26. The communications system of claim 25 wherein the processor is
configured to processing the non-pilot channel includes producing
at least one non-pilot correlated symbol by correlating a signal
sequence with a spreading sequence that corresponds to the
non-pilot channel.
27. The communications system of claim 26 wherein the processor is
configured to producing the at least one non-pilot correlated
symbol includes processing signals that have been previously stored
in a memory.
28. The communications system of claim 25 wherein the processor is
configured to determine synchronization that includes computing a
correlated symbol and comparing the correlated symbol with a
predetermined threshold.
29. The communications system of claim 25 wherein the processor is
configured to process a pilot signal that includes producing a
correlated pilot symbol by correlating a signal sequence with a
network scrambling sequence.
30. The communications system of claim 25 wherein the processor is
configured to determine synchronization that includes computing a
probability based on correlated pilot symbols and non-pilot symbols
and checking whether the probability satisfies a threshold.
Description
BACKGROUND
[0001] This invention relates to processing non-pilot channels in a
code division multiple access (CDMA) searcher.
[0002] CDMA communication technologies can be utilized in wireless
communications systems such as cellular telephone systems. The
system can include base stations that communicate with mobile
stations over traffic channels using the same frequency. In such a
system, each mobile station is assigned a spreading-sequence (a
line of a n.times.n Walsh matrix in a contemporary CDMA
network(n=64,128,256)) and a scrambling sequence (a long
pseudorandom or gold sequence that is local to the base or to the
network in present CDMA networks) which are used to spread the
sequence of incoming signals, filtered to an assigned bandwidth in
order to recover transmitted information. Each base station
transmits, in addition, a pilot channel (currently transmitting the
base scrambling sequence with no information), which is received by
all local mobile stations. Each network base station of the same
location uses the same pilot code but with a different time offset
to enable each mobile state to distinguish the signals transmitted
from different base stations.
[0003] In order for the mobile station to use a traffic channel and
communicate through the communications network, the mobile station
needs to synchronize on a time scale with a nearby base station
using the pilot channel. Generally, a searcher receiver in each
mobile station attempts to synchronize with a base station by
correlating a scrambling sequence generated by the mobile station
with a sequence of incoming sampled signals.
BRIEF DESCRIPTION OF THE DRAWINGS
[0004] FIG. 1 is a block diagram of a communications system.
[0005] FIG. 2 is block diagram of a searcher receiver.

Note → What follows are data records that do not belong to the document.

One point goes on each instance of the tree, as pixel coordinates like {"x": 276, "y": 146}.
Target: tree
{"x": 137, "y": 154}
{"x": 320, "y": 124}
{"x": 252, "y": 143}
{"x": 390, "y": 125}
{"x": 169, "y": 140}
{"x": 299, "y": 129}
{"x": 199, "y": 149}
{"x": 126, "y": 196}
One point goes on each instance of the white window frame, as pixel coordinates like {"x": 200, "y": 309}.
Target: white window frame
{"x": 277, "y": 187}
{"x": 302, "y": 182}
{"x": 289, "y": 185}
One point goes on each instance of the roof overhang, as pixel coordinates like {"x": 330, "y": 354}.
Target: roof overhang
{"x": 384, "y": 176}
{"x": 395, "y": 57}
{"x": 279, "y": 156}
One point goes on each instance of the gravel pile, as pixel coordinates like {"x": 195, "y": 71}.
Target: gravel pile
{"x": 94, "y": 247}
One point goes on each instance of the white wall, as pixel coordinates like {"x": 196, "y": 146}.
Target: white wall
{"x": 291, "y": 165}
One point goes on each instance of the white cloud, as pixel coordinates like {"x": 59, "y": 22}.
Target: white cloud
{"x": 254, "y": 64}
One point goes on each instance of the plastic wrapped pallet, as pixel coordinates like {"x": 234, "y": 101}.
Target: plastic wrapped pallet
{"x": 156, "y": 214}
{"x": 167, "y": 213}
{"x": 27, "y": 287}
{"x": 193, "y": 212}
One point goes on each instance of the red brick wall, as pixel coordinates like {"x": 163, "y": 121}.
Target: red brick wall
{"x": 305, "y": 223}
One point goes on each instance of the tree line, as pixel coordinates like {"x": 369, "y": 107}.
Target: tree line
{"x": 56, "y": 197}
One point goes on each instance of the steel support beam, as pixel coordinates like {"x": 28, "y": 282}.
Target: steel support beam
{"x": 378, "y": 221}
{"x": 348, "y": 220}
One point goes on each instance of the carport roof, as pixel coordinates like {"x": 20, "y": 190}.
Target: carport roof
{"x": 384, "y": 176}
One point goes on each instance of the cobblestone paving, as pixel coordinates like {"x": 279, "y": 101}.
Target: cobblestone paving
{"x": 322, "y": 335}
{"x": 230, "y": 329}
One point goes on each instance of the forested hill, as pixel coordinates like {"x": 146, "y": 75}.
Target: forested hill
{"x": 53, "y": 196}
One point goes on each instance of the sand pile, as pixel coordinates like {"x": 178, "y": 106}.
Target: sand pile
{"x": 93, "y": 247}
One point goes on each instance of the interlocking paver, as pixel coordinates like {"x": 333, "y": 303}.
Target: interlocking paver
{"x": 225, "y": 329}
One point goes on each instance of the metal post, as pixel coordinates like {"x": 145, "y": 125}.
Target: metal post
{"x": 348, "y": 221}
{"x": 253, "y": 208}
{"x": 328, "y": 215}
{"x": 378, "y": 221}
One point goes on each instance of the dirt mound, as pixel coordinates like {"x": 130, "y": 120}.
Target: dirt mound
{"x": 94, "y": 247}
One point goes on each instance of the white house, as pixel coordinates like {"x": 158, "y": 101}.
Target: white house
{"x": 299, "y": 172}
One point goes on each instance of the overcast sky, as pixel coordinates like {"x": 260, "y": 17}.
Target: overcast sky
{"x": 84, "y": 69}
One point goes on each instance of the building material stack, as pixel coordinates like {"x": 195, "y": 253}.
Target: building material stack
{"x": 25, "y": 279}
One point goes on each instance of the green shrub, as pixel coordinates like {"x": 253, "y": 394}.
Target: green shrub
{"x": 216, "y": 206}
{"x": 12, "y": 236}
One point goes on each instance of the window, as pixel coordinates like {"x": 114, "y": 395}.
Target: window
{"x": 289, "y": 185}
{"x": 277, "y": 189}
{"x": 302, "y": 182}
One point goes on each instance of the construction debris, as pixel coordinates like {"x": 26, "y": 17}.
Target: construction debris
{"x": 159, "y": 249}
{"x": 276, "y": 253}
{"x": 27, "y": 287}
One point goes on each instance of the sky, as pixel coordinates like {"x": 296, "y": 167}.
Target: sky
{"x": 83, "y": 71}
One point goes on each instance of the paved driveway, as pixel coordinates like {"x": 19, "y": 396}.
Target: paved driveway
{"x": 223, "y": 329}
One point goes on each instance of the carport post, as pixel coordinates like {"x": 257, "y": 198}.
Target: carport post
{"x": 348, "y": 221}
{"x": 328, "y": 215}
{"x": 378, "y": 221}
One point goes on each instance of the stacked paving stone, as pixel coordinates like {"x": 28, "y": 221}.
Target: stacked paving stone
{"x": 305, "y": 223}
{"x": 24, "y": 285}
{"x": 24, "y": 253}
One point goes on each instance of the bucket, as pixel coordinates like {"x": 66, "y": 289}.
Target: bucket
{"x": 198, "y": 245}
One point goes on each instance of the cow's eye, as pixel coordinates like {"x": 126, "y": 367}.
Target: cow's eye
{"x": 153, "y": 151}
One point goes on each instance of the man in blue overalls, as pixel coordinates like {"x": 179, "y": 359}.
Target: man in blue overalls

[0006] FIG. 3 is flow diagram of a method of operating the searcher
receiver according.
DETAILED DESCRIPTION
[0007] As shown in FIG. 1, a communications system 10 includes base
stations, such as base station 12, configured for radio
communications with one or more mobile stations such as mobile
station 14. The mobile station 14 is configured to transmit and
receive information in a CDMA network and hence it can communicate
with the base station 12.
[0008] The base station 12 transmits signals containing data to the
mobile station 14. In a CDMA embodiment, the base station 12 uses a
spread spectrum technique for transmitting data that occupies a
larger bandwidth than what is commonly required for conventional
techniques. This technique employs a code-sequence, which is
independent of the data, to modulate the data to be transmitted.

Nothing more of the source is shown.